Immovable Monument of National Significance of Ukraine
- Official name: Замок (Castle)
- Type: Architecture
- Reference no.: 090066

= Chernelytsia Castle =

Castle in Chernelytsia, Ukraine

The Chernelytsia Castle (Чернелицький замок; Zamek w Czernelicy) is a castle built in Chernelytsia in Pokuttia, then part of the Kingdom of Poland, in 1659 by Bratslav Voivode Michał Jerzy Czartoryski.

==Architecture==
Built in a bastion fort style, the castle occupies an area of around 2 hectares, and is protected by defensive walls that are up to 6 meters high and 2.5 meters thick and loopholes for firearms. There are four acute-angled bastions at the corners of the castle. The front façade is decorated with «Pogoń», the coat of arms of the Grand Duchy of Lithuania. The western façade of the gates is decorated with Piława, Polish coat of arms, located above the stone doors of the gates, followed by the letters E.S.X.C.W.B., meaning "Euphrosyne Stanislavitskaya, princess of Czartorysk, Bratslav governor (wojewoda)" (the second wife of Mikhail Czartoryskiy).

==History==
The castle was built in two phases. The construction of the lower parts of the walls was initiated between 1622 and 1636 by Jadwiga Bełżecka, daughter of the Grand Crown Hetman Jerzy Jazłowiecki and widow of Captain Andrzej Bełżecki. This section of the castle was modeled after the castle in Jazłowiec. The upper parts of the castle, including the gate tower, were built during the second phase in a different style. The entire structure was completed in 1659 by Michał Jerzy Czartoryski, the Voivode of Volhynia and Bratslav, who acquired the castle through his marriage to Eufrozyna née Stanisławska.

In 1672 and 1676, the castle suffered damage during the war with the Turks (also Tatars, Vlachs). The castle played an important role during the Polish–Ottoman War in 1685-1690. It was the largest eastern castle of the Polish–Lithuanian Commonwealth on the right bank of the Dniester River. During the times of the Moldavian crusades of Jan III Sobieski the castle was the storage place of provisions and fodder. Several times the King himself stopped there.

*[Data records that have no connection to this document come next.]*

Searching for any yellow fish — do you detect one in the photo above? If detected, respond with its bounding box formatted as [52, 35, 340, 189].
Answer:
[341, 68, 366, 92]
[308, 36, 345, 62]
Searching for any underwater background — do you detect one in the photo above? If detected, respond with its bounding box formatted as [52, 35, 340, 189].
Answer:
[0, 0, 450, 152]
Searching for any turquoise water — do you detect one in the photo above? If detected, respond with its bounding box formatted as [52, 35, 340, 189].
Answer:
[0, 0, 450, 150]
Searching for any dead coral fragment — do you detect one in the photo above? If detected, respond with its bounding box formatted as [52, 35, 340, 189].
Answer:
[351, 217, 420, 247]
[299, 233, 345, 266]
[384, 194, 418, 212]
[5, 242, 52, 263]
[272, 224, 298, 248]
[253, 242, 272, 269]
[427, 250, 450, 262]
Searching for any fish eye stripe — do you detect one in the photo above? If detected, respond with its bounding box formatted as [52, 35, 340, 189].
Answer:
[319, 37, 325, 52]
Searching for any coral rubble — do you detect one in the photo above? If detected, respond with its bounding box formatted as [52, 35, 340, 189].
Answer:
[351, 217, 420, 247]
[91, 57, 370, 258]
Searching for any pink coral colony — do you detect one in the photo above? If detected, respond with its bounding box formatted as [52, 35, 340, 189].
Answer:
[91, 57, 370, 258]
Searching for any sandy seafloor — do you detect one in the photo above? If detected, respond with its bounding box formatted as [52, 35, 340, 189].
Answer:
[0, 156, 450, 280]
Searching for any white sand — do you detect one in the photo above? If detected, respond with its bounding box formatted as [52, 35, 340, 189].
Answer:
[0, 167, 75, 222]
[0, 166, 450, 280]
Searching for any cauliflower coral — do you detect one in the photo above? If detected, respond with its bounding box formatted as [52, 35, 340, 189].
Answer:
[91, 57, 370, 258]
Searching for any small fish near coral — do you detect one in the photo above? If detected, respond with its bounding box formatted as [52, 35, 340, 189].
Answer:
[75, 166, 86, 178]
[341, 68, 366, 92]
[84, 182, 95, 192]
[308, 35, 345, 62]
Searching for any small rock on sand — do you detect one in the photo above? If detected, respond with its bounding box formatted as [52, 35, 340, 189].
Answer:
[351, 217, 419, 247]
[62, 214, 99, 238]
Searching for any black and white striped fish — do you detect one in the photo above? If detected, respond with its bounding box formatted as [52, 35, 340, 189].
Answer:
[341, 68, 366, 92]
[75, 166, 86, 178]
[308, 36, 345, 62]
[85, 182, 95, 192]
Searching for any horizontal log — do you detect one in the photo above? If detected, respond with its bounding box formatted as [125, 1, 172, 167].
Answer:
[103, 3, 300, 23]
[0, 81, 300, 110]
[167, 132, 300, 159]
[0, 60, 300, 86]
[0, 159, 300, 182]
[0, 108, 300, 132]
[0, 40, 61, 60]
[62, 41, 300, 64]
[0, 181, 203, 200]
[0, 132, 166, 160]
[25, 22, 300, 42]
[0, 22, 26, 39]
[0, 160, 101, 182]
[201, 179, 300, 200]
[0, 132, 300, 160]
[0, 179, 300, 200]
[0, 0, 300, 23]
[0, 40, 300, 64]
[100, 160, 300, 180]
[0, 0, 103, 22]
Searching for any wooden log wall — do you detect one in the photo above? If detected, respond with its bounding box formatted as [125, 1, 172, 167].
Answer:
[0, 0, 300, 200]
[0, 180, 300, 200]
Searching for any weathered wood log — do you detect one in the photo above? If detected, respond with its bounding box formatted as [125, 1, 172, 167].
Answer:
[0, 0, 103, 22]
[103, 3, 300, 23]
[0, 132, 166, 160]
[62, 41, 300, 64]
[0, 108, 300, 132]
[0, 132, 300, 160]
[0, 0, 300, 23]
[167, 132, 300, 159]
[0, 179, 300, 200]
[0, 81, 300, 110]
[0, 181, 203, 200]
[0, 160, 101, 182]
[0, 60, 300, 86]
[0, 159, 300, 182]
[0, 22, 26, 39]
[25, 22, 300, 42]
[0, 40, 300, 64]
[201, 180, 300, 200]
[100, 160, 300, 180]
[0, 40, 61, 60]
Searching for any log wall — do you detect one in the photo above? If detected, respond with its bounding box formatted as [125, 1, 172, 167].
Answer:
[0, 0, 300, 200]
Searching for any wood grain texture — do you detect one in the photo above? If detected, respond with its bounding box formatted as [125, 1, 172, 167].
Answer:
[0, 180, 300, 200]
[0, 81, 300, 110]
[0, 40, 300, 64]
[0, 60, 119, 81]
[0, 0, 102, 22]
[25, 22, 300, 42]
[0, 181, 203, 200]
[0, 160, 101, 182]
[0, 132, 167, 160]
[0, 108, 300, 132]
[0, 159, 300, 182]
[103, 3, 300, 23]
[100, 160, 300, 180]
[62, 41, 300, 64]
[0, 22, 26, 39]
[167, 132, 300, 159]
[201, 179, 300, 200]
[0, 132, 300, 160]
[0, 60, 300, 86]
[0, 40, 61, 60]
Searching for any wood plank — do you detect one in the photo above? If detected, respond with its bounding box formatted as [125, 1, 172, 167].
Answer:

At the turn of the 18th and 19th centuries, the castle was owned by Tsensky.

In 1892, then owner of the castle Samuel Mosberg wanted to rebuild the castle. But the order of Gorodenka Starostats prohibited any construction under the threat of punishment. The castle stopped functioning after the Soviet annexation of Eastern Galicia and Volhynia in 1939.